Message from @tereško
Discord ID: 610758325117779985
If I was working at an inner city school, and the metal detectors were broke, I'd say wand the kids anyways for the few days it takes to get working metal detectors in, just so that not as many of them will know how vulnerable they are.
With any luck, by the time someone realizes they can smuggle in a knife you've fixed the problem.
almost all of the people on my work "level" in africa have major problems learning new software even if straight out of college
some are ok, but most are crap
I had the great honor of tutoring a graduate student from Uganda.
She was taking college algebra, and couldn't do basic arithmetic. Even basic addition, with two digit numbers, was too much for her.
The level she was at, she shouldn't have been able to pass third grade, let alone high school, and especially not college.
there is an enormous discrepancy
that says more about the education system in Uganda than anything else
no, that's an international graduate student from Uganda, accepted to the first world
@tereško - I think we should give people a chance to prove themselves, and then judge accordingly. We should be splitting kids up by ability starting around second or third grade, and there should be more splits as you progress in education, because a lot of kids are going to be at vastly different levels and it would be deeply unfair to them to have them all in the same class.
another level
Yeah, international student. Graduate level. Accepted into the United States.
Couldn't do basic fucking addition.
might help
basic mineral ID is what I have trouble with
Quite frankly, anyone looking to immigrate into the United States should take a "skills test." If they cannot read, write, and do math at a fifth grade level, then they cannot come here. We should impose that test retroactively on any immigrants too, and deport anyone that can't pass.
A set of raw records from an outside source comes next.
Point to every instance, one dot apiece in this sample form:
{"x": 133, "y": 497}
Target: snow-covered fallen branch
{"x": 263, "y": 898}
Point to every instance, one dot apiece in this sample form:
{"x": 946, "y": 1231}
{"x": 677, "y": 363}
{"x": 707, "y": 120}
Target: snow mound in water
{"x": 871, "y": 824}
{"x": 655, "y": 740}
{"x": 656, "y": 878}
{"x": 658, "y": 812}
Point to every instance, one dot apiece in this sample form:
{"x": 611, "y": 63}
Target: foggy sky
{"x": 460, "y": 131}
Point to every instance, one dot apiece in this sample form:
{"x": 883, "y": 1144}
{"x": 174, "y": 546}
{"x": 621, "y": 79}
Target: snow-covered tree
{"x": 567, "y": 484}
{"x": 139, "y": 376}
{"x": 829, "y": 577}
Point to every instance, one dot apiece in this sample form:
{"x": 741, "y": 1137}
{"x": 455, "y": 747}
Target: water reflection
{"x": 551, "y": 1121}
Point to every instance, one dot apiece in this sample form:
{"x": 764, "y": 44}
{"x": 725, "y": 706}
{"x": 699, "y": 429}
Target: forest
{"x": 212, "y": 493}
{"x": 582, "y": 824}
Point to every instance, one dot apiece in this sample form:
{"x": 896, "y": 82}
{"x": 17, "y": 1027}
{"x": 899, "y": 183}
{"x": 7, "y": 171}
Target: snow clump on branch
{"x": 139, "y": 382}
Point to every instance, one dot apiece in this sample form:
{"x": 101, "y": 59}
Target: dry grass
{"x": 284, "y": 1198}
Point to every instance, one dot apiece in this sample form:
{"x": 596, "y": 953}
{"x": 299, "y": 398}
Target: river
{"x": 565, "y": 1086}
@Arthur Grayborn ideally we should have classrooms of 6-12 kids. But to get that, we probably need huge advancements in AI, to get virtual teachers.
basic fucking mineral identification from first year college
they can't do the simplest stuff
@tereško - Small classrooms only make a difference for low performing students.
The research found that results were negligible for white students - they learned just as well in a large lecture hall as they did in a smaller hands-on class.
Where it made a difference was for black students, but it still came nowhere near closing the gap.
I gotta crash
good talking
later all
it a way for more talented students to get even better results
@Arthur Grayborn it's not just the "slow" kids that get hold back by huge classrooms, it also affects the smart ones
and it all comes down to current systems being geared towards "teaching to pass a test"
I found the study, @tereško:
"This effect was concentrated in the first year that students participated in the program. In addition, the positive effects of class size were largest for black students, economically disadvantaged students, and boys."
https://www.brookings.edu/research/class-size-what-research-says-and-what-it-means-for-state-policy/
For gifted students you're better off being more selective about which teachers you hire, and giving them room to work.
Home School
naah, home schooling is a terrible idea
kids need to socialize and compete
They do
Doesn’t have to be through school.
Genetic confounding.
If smarter people are more likely to home school, then home school could outperform public school for entirely unrelated reasons. That said, home schooled students do have higher college graduation levels, lower crime rates, and better test scores across the board.
There are no recorded measures that I know of, where home schooled students perform worse than public school.
And (and this is the kicker) the parents are in control of of the rhetoric.
“How should a nation educate its children?”
Is a very different question to,
“How should *you* raise *your* kids?”
*"In addition, the positive effects of class size were largest for black students, economically disadvantaged students, and boys"*
@Arthur Grayborn that by definition is more than 50% of all students
and that just says "largest positive effects" .. no mention of negative effect at all 😃
@tereško - Have you also considered that class size might have an influence on academic performance, entirely unrelated to the teacher? Smaller class sizes mean fewer disruptive students, which means a larger percentage of your time can be spent on actual education, and not glorified daycare work.